Annihilation Process
When an antiproton and a proton come into contact, they will annihilate into a range of subatomic particles. The antiproton and the protons are destroyed. Above shows a typical example of the annihilation process. However, the annihilation products can include different numbers or selections of pions, some are statistically more common than others.
The pion annihilation products are given so much energy from the annihilation that they move at relativistic speeds, that is to say, at speeds near the speed of light. Subatomic particles moving at these high speeds, can actually pass through solid materials (including our detectors). This allows us to put the particle detector systems outside of the main apparatus, then measure the path the subatomic particles have taken, just like in the LHC.

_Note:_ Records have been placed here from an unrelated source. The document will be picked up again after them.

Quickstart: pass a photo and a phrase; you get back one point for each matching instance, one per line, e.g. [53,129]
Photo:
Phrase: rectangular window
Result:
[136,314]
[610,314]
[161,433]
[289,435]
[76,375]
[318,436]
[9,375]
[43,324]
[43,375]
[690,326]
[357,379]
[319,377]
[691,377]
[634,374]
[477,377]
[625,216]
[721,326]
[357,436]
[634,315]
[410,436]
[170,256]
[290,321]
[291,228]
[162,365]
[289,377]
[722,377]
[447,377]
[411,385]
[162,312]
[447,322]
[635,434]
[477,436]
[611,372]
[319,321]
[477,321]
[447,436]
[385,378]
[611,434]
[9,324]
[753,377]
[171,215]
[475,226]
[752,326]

We can either design our detectors to precisely measure their paths (see TPC and SVD), or to efficiently count or measure the energy of the particle (see Scintillators).
Detection
Our detectors are sensitive to all charged subatomic particles passing through them, unfortunately, the annihilations from the experiment are not the only source of them so we have background counts:
“Cosmic rays” are subatomic particles that originate from the upper atmosphere. High energy particles from space collide with particles in the upper atmosphere, generating high energy subatomic particles, typically Muons. Just like the pions, they are going so fast that they will travel straight through solid material, they are going through you right now! Our tracking detectors see these muons as tracks that come from above the experiment. These cosmic muons are a source of background in any of our measurements, so we must remove them from our data set algorithmically, applying machine learning to solve this problem for us.